There was the rumor of a serial rapist was attacking shoppers (a literal one, not the figurative one of Lasker’s ill-considered quote). There was a rumor that people were constantly being taken out of the mall in body bags. There was a rumor about a man carrying around a briefcase full of ropes and handcuffs. Police never found evidence of any of those things.
Then people were convinced the mall was sinking, due to poor engineering. The manager of an Ulta Beauty Salon on the fourth floor went on the Rosie O’Donnell show to confirm the rumor. She told Rosie that she saw cracks and felt the building move. Many patrons of the mall agreed. In fact, according to a the New York Times, customers have returned gift certificates, thinking the mall will likely collapse before they have a chance to redeem them. Growing up, I had always been told the mall was sinking, and on my few visits I remember looking for signs of the slump.
Then there was the rumor that the mall was haunted. Which at least has some grounding in reality, or at least in locale. There’s a cemetery in the mall’s back yard. You can see the cemetery from a handful of places within the mall, so when you’re considering death while trying to pick as seen on TV thing you want to buy at Bed Bath and Beyond, you can look out upon actual graves. The Mount Moor Cemetery was founded in 1849 as a place for the bodies of African American and Native American veterans. If you park in the right place at the Palisades Center, you’ll get out of your car to see a sign that reads:
This burying ground for Colored people, was deeded on July 7, 1849 by James Benson. and Jane Benson. his wife to William H. Moore, Stephen Samuels and Isaac Williams. trustees. The cemetery has provided burial space for colored people, including veterans of the American Civil War, the Spanish American War, World Wars l and ll and the Korean War. The grounds have been maintained since 1940 by the Mount Moor Cemetery Association, Inc.
And if you look just past that sign, you’ll see a Target.
But what I really want to tell you about, is where the most likely ghost comes from. Beneath the mall, there is a different set of bones. The bones of a circus elephant named “Old Mom.” Old Mom was shipped to the United States from Germany at some point in the late 1800’s or early 1900’s. According to this 1987 piece her new American handlers had to find a German translator to help her transition to her new role. “As a leader Old Mom was strict, but fair. She tenderly guarded the young punks (baby elephants) who came to the training lot for the first time.
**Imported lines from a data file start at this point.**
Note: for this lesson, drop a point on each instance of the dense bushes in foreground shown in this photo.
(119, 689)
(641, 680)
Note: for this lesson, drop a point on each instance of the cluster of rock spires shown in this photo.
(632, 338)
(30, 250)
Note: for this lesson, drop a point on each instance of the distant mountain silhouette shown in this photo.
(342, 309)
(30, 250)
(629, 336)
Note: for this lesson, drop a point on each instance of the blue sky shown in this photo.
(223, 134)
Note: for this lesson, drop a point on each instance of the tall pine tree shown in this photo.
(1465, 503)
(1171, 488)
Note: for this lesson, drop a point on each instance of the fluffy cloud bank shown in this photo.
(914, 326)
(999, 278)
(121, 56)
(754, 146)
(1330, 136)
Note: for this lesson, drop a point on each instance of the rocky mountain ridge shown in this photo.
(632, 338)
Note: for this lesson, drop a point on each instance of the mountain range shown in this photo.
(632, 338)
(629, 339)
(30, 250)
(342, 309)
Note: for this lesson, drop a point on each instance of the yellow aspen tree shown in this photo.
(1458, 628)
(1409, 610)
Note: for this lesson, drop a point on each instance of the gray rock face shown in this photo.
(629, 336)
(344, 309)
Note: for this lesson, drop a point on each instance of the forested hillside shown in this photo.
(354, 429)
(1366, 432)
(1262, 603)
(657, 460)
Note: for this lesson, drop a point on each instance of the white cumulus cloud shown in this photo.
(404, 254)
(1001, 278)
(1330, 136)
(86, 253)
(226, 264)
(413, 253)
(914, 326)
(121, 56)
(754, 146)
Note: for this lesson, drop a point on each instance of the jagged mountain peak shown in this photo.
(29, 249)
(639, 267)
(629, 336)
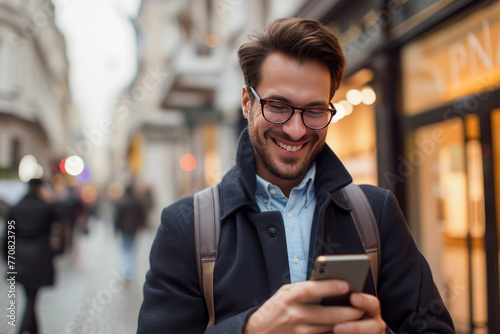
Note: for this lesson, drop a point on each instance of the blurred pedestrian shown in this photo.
(130, 217)
(73, 212)
(33, 218)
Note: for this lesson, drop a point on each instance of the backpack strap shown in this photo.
(206, 238)
(362, 215)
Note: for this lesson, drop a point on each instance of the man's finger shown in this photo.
(370, 304)
(304, 291)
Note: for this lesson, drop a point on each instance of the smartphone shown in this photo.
(351, 268)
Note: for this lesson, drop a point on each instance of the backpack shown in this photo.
(207, 235)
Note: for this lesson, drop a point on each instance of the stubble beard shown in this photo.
(288, 168)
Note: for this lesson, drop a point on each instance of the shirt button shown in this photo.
(272, 232)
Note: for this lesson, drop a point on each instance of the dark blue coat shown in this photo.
(252, 262)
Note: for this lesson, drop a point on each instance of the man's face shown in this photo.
(285, 152)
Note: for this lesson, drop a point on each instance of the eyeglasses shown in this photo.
(278, 112)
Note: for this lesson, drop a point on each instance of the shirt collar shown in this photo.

But she had no patience with lazy young bulls (male elephants).” An elephant after my own heart!
In 1997, the Journal News from White Plains, New York published a piece about Old Mom’s final resting place. “Her name was Mom, and when she died, they hauled her up to the Nyack dump and put her 9,100 pounds to rest in swamp land now part of what is the Palisades Center mall. She was 93, which was a ripe old age for an elephant,” Randi Weiner wrote. The piece goes on to say that “Mom was often seen in local parades, carrying Republicans.” Old Mom was so well known that she eventually became a piece of inspiration for the author of Water for Elephants.
But in November of 1993 Old Mom fell ill and died within 10 days. Her body was apparently taken to the Nyak dump, upon which the Palisades Center was built. And according to Wikipedia (although I couldn’t find a single source to confirm this) construction of the mall was halted when they turned up one of Old Mom’s bones, which they mistakenly thought might be a mastodon fossil.
So maybe the mall is haunted. Maybe Old Mom is roaming the grounds, hanging out with the ghosts of veterans, maybe carrying them around on her back pretending they’re all still in a parade together. I like to think so. That’s certainly more appealing to me than the teens who haunt the mall during the day.